The Government's new Social Value Ambassador, Chris White MP, visited our office yesterday to discuss opportunities arising from the Private Member's Bill he introduced in 2010, which has now been made law as the Public Services (Social Value) Act 2012. Chris spoke to members of the team at Shaftesbury Partnership, and we were also joined by Steve Coles of Intentionality and Annabel Davidson Knight of Calouste Gulbenkian.
Chris came to find out more about the ventures that Shaftesbury Partnership is helping to launch and scale, and was enthusiastic about the role that Social Business Partnership is playing in helping their corporate members bring social impact and job creation into their supply chains.
Our roundtable discussion touched on the potential of the Social Value Act and some of the challenges that social and community organisations face in breaking into public sector supply chains. There was broad agreement that the size of contracts can be prohibitively large for many social enterprises and that more needs to be done to break contracts into bite-size chunks and that upcoming contracts need to be signposted in a clearer way. However, Chris reminded us that “Commissioners are also members of the community and they want to see local initiatives flourish.”
Steve Coles noted that measuring social impact and clearly demonstrating social value continue to be challenges for the sector.
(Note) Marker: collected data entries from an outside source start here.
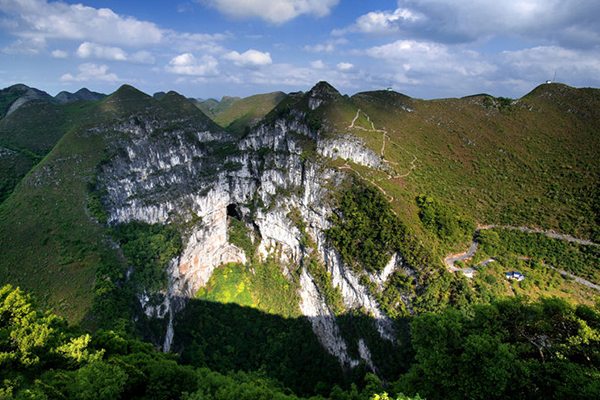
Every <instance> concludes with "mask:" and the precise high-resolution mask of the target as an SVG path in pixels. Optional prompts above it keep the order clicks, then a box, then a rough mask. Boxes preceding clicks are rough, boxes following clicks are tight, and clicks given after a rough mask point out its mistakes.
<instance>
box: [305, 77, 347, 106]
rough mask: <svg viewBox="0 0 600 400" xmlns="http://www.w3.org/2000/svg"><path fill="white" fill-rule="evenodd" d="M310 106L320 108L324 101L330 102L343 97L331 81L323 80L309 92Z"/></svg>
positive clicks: (334, 100)
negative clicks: (325, 81)
mask: <svg viewBox="0 0 600 400" xmlns="http://www.w3.org/2000/svg"><path fill="white" fill-rule="evenodd" d="M306 97H307V98H308V107H309V108H310V109H311V110H315V109H317V108H319V107H320V106H321V105H322V104H323V103H330V102H332V101H335V100H337V99H339V98H340V97H342V95H341V94H340V92H338V90H337V89H336V88H334V87H333V86H331V85H330V84H329V83H327V82H325V81H321V82H319V83H317V84H316V85H315V86H314V87H313V88H312V89H310V91H308V93H306Z"/></svg>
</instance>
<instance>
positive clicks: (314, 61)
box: [310, 60, 325, 69]
mask: <svg viewBox="0 0 600 400" xmlns="http://www.w3.org/2000/svg"><path fill="white" fill-rule="evenodd" d="M310 66H311V67H313V68H314V69H323V68H325V64H323V61H321V60H316V61H311V63H310Z"/></svg>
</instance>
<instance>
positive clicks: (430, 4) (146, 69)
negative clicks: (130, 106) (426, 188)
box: [0, 0, 600, 99]
mask: <svg viewBox="0 0 600 400" xmlns="http://www.w3.org/2000/svg"><path fill="white" fill-rule="evenodd" d="M599 15H600V2H599V1H597V0H504V1H498V0H478V1H473V0H471V1H466V0H465V1H455V0H398V1H393V0H374V1H365V0H187V1H185V0H181V1H166V0H144V1H138V0H127V1H123V0H119V1H117V0H83V1H81V2H77V1H52V0H0V87H6V86H10V85H12V84H15V83H25V84H27V85H29V86H33V87H36V88H39V89H42V90H45V91H47V92H49V93H50V94H56V93H58V92H59V91H61V90H69V91H76V90H78V89H79V88H81V87H87V88H89V89H91V90H95V91H100V92H104V93H111V92H113V91H114V90H116V89H117V88H118V87H119V86H120V85H122V84H125V83H127V84H131V85H134V86H136V87H137V88H139V89H141V90H143V91H145V92H147V93H150V94H151V93H154V92H156V91H168V90H176V91H178V92H179V93H182V94H184V95H186V96H190V97H200V98H209V97H214V98H218V99H220V97H221V96H222V95H235V96H248V95H251V94H256V93H265V92H271V91H275V90H283V91H286V92H290V91H298V90H308V89H310V87H312V86H313V85H314V84H315V83H316V82H318V81H320V80H326V81H328V82H329V83H331V84H332V85H334V86H335V87H336V88H338V89H339V90H340V91H342V92H343V93H348V94H353V93H356V92H359V91H365V90H377V89H384V88H387V87H388V86H391V87H393V89H394V90H396V91H398V92H401V93H404V94H407V95H409V96H412V97H421V98H427V99H429V98H439V97H460V96H465V95H469V94H475V93H481V92H486V93H490V94H492V95H495V96H507V97H521V96H522V95H524V94H526V93H527V92H528V91H530V90H531V89H532V88H533V87H535V86H537V85H538V84H540V83H543V82H545V81H546V80H548V79H554V76H556V81H559V82H563V83H566V84H568V85H572V86H577V87H581V86H593V87H599V86H600V18H598V16H599Z"/></svg>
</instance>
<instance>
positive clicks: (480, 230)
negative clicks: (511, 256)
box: [444, 225, 600, 291]
mask: <svg viewBox="0 0 600 400" xmlns="http://www.w3.org/2000/svg"><path fill="white" fill-rule="evenodd" d="M492 228H502V229H511V230H519V231H522V232H527V233H542V234H544V235H546V236H548V237H550V238H553V239H560V240H566V241H568V242H575V243H579V244H582V245H586V246H600V245H599V244H598V243H594V242H591V241H589V240H584V239H579V238H576V237H574V236H571V235H564V234H561V233H557V232H554V231H543V230H539V229H531V228H527V227H515V226H497V225H485V226H480V227H479V228H478V229H477V230H476V231H475V234H474V235H473V240H472V241H471V246H470V247H469V250H468V251H466V252H464V253H459V254H451V255H449V256H448V257H446V258H445V259H444V263H445V264H446V266H447V267H448V269H449V270H450V271H452V272H463V273H472V272H475V271H476V269H477V268H479V267H482V266H485V265H487V264H489V263H491V262H493V261H496V260H495V259H494V258H488V259H487V260H484V261H482V262H480V263H479V264H477V265H476V266H475V267H472V268H456V267H455V266H454V264H455V263H456V262H457V261H464V260H468V259H470V258H472V257H473V256H474V255H475V253H476V252H477V236H479V232H480V231H481V230H482V229H492ZM519 258H520V259H522V260H528V258H527V257H519ZM542 265H544V266H545V267H546V268H551V269H553V270H555V271H557V272H558V273H560V274H561V275H563V276H568V277H570V278H572V279H574V280H575V281H577V282H579V283H581V284H582V285H585V286H587V287H590V288H592V289H596V290H599V291H600V286H598V285H596V284H594V283H592V282H590V281H587V280H585V279H583V278H580V277H578V276H577V275H573V274H572V273H570V272H567V271H564V270H562V269H559V268H556V267H553V266H552V265H548V264H545V263H543V262H542Z"/></svg>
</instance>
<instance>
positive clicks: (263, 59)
mask: <svg viewBox="0 0 600 400" xmlns="http://www.w3.org/2000/svg"><path fill="white" fill-rule="evenodd" d="M223 58H224V59H226V60H230V61H233V63H234V64H235V65H236V66H238V67H245V68H256V67H260V66H263V65H269V64H272V63H273V60H271V54H270V53H263V52H261V51H258V50H253V49H250V50H248V51H246V52H245V53H242V54H240V53H238V52H237V51H232V52H229V53H227V54H225V55H224V56H223Z"/></svg>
Chris agreed while cautioning that there will be a demand for greater rigour in this area. Evidence and clear case studies showing the way procurement from social enterprises has led to job creation will reinforce the message to future governments that the policy mix needs to be designed so as to provide continuing support to the sector.
Shaftesbury Partnership lead partner Patrick Shine concluded with a challenge to be more open about the positive correlation between risk and return. His hope is that leaders will increasingly ask themselves “Why would I want to give up risk if that means giving up return?”